When will they adapt?
They won’t. Ever. Instead, through their sense of entitlement and inflated self-esteem, they’ll make the modern workplace adapt to them. And we should thank them for it. Because the modern workplace frankly stinks, and the changes wrought by Gen Y will be good for everybody.
See? The Millennials are so much smarter than everyone else who has come before them, that they — and only they — are uniquely qualified to dictate the parameters of a perfectly functional work environment. Did you know that Americans work longer hours than the average European? Even more shockinger, did you know American women don’t have guaranteed maternity leave like their enlightened European sistren? Ms. Matchar knows. She offers up these nuggets as if they offer new information, shedding new light on our national sweatshop of shame, rather than as the trite observations of a played out doctrine (so-called “feminism”) or as a proximate cause of a continent’s spiralling social and economic failure (Hi, Europe!). The self-parody is evident to all but Ms. Matchar.

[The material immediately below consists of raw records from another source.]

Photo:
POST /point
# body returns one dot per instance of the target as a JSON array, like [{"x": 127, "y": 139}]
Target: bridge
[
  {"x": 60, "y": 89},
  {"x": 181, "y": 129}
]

Ms. Matchar does, however, make the following telling observation. Again, in her completely un-self-aware manner, Ms. Matchar does not realize her statement supports a conclusion exactly the opposite of the one she intends. Read on, if you can stomach more.
The current corporate culture simply doesn’t make sense to much of middle-class Gen Y. Since the cradle, these privileged kids have been offered autonomy, control and choices (“Green pants or blue pants today, sweetie?”). They’ve been encouraged to show their creativity and to take their extracurricular interests seriously. Raised by parents who wanted to be friends with their kids, they’re used to seeing their elders as peers rather than authority figures. When they want something, they’re not afraid to say so.
Millennials are only “not afraid to say so” when “they want something” because the parents of Millennials are abject failures. Someone, sometime, somewhere failed to give this generation the beating (physical or verbal, your choice) it so obviously needs and so richly deserves. Perhaps if the Boomers weren’t so caught up in self-esteem parenting, or worse, treating their larvae as fashion accessories, ‘Puter wouldn’t have to tolerate an entire generation of individuals with an obscenely inflated sense of self-worth and entitlement.
Here’s the harsh truth for Ms. Matchar. Most of the people in positions of authority don’t give two flying figs what newly minted Millennial Fill-in-the-Blank Studies majors think about the corporate climate. These kids have no real world experience running anything, let alone a multi-million dollar enterprise. Why should anyone listen to them? Why should corporate leaders who have done their time and earned their stripes through years of hard work and high performance tolerate Millennials’ aggressive rudeness? Millennials are no better than any who cam before them, and if half of what Ms. Matchar writes about Millennials is true, Millennials are far worse than prior generations.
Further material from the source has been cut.